Its funny, its only been like a week when I was having a drink with the Information Officer of the United Nations High Commissioner for Refugees when we had a heated yet friendly debate about the future of Tanzanian newspapers or rather their demise.
His take was that Tanzania newspapers are literally hanging on a thread and its only a couple of years for online publications to totally take over. He revealed to me that he had virtually stopped buying hard copies of newspapers and was reading everything online and it won't be too long until newspaper sales will hit rock bottom.
Personally I feel that newspapers will not suffer the same fate as that of dinosaurs of ever being extinct. I agree that there sales will drastically reduce as trends are already showing but disappearing altogether...naaaaa!
Reading Rupert Murdoch's speech that he read in 2005 was sure a wake-up call and to be honest its quite interesting that what he said over seven years ago are now just starting to pop up in Tanzania.
As the Internet gets deeper rooted in the lives of people, evidence shows that consumers of news between the ages of 18-34 are increasingly using the web as their medium of choice for news consumption.
Statistics show that only 9 percent describe newspapers as trustworthy, a scant 8 percent find newspapers useful, and only 4 percent of respondents think newspapers are entertaining.
Stop for a minute and try to ingest this information. Without being too rude, these numbers simply say that we in this profession and business are feeding crap (to put it mildly) to our audience and that we don't have the faintest clue who these people are and what they want.
Allow me to quote from Mr Murdoch's speech.
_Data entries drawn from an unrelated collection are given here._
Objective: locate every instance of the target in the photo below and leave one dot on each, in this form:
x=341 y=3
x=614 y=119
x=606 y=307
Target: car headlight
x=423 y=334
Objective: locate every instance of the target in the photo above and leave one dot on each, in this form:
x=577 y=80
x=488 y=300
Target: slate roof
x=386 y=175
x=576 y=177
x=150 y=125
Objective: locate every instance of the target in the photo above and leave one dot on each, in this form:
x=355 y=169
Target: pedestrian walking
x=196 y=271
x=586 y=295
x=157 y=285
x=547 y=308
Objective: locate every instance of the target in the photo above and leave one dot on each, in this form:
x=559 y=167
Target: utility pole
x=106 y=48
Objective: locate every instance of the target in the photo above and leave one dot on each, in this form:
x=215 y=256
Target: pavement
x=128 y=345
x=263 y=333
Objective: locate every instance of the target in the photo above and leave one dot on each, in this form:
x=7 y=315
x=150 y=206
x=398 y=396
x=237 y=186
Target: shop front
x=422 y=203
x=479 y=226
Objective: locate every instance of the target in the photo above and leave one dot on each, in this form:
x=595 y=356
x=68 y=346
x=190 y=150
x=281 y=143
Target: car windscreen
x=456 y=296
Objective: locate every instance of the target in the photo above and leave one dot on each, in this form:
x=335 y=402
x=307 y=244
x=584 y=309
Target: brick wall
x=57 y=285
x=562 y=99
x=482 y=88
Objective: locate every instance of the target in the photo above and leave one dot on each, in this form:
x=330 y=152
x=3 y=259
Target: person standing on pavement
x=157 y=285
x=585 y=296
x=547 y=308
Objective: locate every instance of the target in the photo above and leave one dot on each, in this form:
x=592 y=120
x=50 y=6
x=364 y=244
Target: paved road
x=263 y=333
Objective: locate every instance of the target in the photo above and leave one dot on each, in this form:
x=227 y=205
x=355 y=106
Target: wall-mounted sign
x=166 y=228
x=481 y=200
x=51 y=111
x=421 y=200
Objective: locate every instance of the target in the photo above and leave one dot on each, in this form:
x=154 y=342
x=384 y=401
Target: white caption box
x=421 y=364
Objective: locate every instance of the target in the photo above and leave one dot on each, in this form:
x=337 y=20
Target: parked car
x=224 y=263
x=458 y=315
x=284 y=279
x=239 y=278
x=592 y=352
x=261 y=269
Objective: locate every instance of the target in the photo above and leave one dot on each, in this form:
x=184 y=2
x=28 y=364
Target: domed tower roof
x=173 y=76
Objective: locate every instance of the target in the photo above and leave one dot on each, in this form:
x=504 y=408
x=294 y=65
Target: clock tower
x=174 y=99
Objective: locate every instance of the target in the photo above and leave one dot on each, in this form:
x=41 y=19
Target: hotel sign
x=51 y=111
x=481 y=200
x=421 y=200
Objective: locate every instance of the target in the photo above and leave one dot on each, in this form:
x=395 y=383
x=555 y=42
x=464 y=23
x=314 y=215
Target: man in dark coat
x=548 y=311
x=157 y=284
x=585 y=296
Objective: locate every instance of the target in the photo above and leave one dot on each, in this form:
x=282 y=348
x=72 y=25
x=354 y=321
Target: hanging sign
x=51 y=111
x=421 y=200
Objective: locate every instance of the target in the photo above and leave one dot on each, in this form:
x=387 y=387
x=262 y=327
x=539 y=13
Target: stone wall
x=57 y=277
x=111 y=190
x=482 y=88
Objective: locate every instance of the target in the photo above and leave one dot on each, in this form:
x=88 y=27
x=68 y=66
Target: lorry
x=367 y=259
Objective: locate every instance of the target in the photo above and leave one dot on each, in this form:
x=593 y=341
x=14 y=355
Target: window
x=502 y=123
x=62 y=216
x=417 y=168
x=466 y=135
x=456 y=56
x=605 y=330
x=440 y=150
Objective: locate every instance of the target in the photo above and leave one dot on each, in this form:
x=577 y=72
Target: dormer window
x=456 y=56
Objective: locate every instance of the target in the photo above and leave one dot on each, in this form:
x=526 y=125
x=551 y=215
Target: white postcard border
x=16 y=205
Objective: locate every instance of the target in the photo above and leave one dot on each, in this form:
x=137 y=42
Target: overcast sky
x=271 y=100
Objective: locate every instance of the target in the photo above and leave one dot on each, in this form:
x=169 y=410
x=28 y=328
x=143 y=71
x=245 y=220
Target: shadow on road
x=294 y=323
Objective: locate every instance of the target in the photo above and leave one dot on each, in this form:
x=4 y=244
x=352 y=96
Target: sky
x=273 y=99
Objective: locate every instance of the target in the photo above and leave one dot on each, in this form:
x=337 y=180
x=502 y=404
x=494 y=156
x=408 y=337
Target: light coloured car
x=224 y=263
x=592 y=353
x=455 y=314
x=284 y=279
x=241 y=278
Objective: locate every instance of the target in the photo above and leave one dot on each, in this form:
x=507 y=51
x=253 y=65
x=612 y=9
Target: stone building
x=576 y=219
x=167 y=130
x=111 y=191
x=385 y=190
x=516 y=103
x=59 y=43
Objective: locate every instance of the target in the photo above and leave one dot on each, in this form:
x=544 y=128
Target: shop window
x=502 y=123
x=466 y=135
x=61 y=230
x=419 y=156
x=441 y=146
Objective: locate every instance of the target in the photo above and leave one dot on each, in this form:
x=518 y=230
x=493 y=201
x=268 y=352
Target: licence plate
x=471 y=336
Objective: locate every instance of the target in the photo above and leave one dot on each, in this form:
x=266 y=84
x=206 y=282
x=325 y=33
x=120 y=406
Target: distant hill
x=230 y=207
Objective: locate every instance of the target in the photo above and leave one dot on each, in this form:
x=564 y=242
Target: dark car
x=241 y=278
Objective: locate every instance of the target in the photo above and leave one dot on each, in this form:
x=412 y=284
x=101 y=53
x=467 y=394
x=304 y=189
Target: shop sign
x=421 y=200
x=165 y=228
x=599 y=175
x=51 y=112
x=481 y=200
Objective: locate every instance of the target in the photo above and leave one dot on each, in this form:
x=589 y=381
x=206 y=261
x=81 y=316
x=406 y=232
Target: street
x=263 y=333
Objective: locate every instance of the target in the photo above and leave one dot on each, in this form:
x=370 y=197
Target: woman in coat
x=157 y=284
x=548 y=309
"Thinking back to the challenge that television posed to the newspaper business, we can see some similarities. A new technology comes along, and like many new things, it is somewhat exciting at first, simply by virtue of being new. Like the advent of radio before it, television was always going to be at best an alternative way to get the news, and at worst a direct competitor. There was no way to make it a part, or even a partner, of the paper.
That is manifestly not true of the internet. And all of our papers are living proof. I venture to say that not one newspaper represented in this room lacks a website. Yet how many of us can honestly say that we are taking maximum advantage of those websites to serve our readers, to strengthen our businesses, or to meet head-on what readers increasingly say is important to them in receiving their news?"
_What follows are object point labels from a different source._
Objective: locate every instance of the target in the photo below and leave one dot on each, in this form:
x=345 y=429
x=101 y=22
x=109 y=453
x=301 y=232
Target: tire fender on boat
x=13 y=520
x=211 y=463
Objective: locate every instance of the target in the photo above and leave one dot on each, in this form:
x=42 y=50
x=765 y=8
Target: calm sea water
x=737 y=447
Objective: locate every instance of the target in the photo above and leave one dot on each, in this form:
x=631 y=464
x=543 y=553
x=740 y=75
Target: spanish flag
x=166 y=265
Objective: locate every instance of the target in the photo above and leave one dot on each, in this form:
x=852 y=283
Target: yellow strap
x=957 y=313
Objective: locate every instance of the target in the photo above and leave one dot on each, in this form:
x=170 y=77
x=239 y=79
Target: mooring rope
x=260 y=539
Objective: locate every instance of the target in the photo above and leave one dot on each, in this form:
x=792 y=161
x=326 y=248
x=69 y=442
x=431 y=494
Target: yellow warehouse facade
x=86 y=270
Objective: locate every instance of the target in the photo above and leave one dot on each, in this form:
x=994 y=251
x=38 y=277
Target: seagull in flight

Again much as this speech was read seven odd years and for the American audience and setting, in today's Tanzania, these are the questions that we should be asking yourselves today. In many aspects of the Tanzanian society today, innovation and invention are two words constantly being used, it is my belief that with their right usage, newspapers and online edition can work hand in hand without the other losing out.
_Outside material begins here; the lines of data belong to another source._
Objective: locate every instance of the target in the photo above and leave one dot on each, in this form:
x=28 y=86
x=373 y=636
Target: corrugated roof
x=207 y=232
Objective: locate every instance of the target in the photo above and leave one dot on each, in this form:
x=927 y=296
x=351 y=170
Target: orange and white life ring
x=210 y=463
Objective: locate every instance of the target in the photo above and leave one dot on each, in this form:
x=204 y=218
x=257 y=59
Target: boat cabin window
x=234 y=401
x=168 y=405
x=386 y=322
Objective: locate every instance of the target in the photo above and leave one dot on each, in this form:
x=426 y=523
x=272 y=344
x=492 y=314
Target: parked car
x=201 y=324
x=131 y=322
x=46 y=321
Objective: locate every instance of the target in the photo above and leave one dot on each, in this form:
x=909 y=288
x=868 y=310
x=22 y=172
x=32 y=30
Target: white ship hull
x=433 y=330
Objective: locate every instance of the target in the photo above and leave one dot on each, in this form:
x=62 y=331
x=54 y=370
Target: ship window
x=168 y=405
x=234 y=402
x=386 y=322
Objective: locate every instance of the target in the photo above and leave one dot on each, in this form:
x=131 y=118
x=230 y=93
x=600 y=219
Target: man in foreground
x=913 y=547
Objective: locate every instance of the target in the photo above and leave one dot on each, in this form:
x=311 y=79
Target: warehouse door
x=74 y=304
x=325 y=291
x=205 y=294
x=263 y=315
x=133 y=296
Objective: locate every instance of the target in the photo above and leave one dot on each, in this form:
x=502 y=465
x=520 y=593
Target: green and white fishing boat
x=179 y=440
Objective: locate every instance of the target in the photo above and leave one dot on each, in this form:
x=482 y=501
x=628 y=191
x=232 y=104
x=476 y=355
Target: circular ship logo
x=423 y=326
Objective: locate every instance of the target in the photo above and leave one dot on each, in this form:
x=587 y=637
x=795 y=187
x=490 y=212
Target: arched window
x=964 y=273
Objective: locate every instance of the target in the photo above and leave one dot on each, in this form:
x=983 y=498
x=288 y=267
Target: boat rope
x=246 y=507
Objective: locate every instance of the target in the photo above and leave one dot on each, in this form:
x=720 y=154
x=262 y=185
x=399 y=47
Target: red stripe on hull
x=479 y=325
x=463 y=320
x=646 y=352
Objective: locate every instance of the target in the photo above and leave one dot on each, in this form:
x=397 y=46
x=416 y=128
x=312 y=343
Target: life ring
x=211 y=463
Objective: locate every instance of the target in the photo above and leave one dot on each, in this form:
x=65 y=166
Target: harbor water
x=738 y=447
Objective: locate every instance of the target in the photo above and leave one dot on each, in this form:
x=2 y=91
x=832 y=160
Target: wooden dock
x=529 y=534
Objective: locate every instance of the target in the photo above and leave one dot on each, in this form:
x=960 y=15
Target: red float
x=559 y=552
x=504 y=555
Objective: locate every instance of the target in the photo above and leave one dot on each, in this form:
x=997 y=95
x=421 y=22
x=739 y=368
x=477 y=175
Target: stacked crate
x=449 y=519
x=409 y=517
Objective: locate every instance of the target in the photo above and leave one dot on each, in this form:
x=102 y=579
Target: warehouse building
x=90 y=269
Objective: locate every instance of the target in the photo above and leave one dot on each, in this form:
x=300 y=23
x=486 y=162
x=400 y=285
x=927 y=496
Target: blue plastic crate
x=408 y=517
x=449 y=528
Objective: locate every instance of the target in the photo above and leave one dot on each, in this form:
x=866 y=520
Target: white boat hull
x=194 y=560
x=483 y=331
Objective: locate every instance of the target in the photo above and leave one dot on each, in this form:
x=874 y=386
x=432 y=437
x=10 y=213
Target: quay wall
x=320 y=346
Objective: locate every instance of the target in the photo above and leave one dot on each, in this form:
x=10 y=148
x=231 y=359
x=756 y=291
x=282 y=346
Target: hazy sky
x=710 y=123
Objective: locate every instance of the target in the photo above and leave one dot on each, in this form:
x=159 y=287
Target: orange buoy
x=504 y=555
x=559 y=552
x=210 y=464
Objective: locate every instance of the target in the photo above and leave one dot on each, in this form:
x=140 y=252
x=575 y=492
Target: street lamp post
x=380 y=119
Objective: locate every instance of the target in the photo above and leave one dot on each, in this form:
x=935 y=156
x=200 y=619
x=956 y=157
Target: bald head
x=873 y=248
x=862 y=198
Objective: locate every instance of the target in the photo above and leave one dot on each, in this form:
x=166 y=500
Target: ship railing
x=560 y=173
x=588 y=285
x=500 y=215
I totally agree with Mr Murdoch when he said that, "The challenge, however, is to deliver news in ways consumers want to receive it. Before we can apply our competitive advantages, we have to free our minds of our prejudices and predispositions, and start thinking like our newest consumers".
Murduch couldn't have put it better when he said," The challenge for us – for each of us in this room – is to create an internet presence that is compelling enough for users to make us their home page. Just as people traditionally started their day with coffee and the newspaper, in the future, our hope should be that for those who start their day online, it will be with coffee and our website".
The battle is on, let's pick up our arms and charge!